First, I only received one letter regarding my comments last week, about pricing and the Luxury Tax on boats, and it registered strong disagreement with my suggestion.

I’m a Cottage Life magazine subscriber and I get their newsletter as well. Last Thursday they ran a story based on a report from real estate company Royal LePage, that has released its 2022 Recreational Property report. The company’s prediction: Cottage prices will continue to increase at a dizzying pace. 

According to the report, the average price of a recreational property in Canada, which includes secondary properties, such as cottages, chalets, cabins, and waterfront properties, will increase by 13 per cent in 2022 to $640,710.

Phil Soper, president and CEO of Royal LePage, commented in the report, “Demand for recreational properties continues to vastly outstrip inventory in many cottage regions across the country. Waterfront and mountain-top locations near cities are limited by nature, even in a vast land like Canada, forcing buyers into multiple-offer scenarios.”

One area of Ontario had the country’s highest recreational property price appreciation with a 34.6 per cent increase from 2020. The average price for an Ontario recreational property in 2021 was $653,000.

A cottage on the water will cost even more. The Royal LePage report said that recreational waterfront properties in Ontario sold for an average of $888,000, second only to British Columbia, which saw prices soar above $2 million.

Even compared to the price inflation in residential homes, the increase in waterfront property prices seems astronomical.

The Liberals have just released their new budget and they are targeting the, (I think, unsustainable) increases in real estate prices, as well as targeting rapidly rising consumer price inflation in all sorts of goods and services. It’s too early to tell what the outcome of this budget will be in the long run, but rapidly rising prices are clearly in our future for now.
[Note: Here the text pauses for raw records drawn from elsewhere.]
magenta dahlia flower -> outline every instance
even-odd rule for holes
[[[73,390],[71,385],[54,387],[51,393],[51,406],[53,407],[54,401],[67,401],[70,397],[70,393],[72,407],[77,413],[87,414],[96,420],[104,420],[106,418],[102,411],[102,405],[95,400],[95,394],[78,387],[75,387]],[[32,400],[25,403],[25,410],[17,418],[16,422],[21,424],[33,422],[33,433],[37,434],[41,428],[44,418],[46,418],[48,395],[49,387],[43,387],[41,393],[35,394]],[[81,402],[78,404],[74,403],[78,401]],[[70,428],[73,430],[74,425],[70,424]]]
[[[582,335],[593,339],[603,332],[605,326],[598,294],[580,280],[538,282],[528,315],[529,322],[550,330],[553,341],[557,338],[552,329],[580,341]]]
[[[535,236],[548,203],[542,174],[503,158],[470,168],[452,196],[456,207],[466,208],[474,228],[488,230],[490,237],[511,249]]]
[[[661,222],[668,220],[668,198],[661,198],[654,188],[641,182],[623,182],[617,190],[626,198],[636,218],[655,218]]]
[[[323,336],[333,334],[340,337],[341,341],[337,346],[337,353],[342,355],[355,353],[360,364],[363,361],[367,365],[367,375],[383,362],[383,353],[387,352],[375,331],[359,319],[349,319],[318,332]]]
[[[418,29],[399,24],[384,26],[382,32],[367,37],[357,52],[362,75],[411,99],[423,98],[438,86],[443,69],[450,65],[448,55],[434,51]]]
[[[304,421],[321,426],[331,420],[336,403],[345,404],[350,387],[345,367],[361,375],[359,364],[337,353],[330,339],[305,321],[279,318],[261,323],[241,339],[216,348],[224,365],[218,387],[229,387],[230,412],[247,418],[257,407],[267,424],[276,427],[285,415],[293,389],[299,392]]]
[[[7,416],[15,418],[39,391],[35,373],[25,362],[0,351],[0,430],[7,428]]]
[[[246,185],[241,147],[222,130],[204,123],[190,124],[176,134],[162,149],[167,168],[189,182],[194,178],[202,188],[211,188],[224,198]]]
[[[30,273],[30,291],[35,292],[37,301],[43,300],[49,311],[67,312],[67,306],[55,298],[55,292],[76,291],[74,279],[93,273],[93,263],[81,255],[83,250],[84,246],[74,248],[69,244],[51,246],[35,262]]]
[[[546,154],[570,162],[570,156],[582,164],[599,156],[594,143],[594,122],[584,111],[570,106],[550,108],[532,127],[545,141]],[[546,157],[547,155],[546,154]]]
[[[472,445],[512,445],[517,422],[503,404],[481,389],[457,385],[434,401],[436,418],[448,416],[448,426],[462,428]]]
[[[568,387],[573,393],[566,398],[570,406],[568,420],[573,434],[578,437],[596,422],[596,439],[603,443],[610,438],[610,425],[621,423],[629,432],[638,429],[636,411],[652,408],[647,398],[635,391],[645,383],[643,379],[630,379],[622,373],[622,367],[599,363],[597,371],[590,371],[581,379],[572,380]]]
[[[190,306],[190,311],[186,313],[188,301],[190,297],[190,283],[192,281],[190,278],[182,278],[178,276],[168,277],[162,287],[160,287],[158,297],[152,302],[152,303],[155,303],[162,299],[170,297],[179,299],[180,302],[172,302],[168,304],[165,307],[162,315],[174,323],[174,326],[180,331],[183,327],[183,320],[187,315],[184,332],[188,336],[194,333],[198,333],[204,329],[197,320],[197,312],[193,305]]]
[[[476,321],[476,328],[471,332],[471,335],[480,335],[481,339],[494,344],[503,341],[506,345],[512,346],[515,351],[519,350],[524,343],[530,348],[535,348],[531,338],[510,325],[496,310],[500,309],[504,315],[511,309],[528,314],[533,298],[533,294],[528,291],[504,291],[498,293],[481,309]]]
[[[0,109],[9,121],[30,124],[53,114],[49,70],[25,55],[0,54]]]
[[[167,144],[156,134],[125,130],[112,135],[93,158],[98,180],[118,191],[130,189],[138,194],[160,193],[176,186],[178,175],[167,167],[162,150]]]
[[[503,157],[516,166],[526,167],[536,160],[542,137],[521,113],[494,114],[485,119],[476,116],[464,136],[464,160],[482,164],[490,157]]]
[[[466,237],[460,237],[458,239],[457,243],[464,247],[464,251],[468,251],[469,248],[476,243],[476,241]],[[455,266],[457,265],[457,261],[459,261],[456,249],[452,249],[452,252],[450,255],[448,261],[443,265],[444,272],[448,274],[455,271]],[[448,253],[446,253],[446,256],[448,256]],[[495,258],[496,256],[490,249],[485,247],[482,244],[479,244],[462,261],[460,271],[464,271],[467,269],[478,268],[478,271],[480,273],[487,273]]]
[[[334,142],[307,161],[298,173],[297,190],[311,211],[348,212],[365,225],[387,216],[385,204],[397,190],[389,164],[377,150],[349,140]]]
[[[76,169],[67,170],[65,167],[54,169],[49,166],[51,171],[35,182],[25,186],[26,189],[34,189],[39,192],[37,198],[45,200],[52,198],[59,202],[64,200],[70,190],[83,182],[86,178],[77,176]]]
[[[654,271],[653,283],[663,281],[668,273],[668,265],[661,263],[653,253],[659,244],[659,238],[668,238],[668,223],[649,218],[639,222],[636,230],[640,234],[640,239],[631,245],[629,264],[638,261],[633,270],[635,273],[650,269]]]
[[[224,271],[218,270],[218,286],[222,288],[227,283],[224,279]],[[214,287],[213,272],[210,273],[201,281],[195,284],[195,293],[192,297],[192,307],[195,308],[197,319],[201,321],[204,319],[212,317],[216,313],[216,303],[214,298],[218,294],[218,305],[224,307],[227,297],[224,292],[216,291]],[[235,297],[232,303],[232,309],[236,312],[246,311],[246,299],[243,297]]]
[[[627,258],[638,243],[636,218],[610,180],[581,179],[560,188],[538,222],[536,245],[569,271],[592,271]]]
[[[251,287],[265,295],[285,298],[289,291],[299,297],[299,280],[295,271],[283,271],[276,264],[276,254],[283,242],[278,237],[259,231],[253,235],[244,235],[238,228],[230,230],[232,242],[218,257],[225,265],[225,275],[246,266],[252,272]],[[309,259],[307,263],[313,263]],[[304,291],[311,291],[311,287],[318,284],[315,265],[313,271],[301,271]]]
The question I’m wondering about, is where the escalating real estate prices put the price of a boat in comparison. According to the Royal LePage report, 36 per cent of Ontario’s boomers are considering purchasing a new residence within the next five years. Fifty-six per cent of that group is considering buying in a cottage region. That means that over the next five years, Ontario could see an additional 729,000 people enter the cottage real estate market.

Low inventory continues to drive up prices and I will confess that I find it hard to grasp the extent of the situation to guess where things will settle out, but one thing seems clear from the Royal LePage report; there is huge buying pressure for waterfront access. I think that will include boats.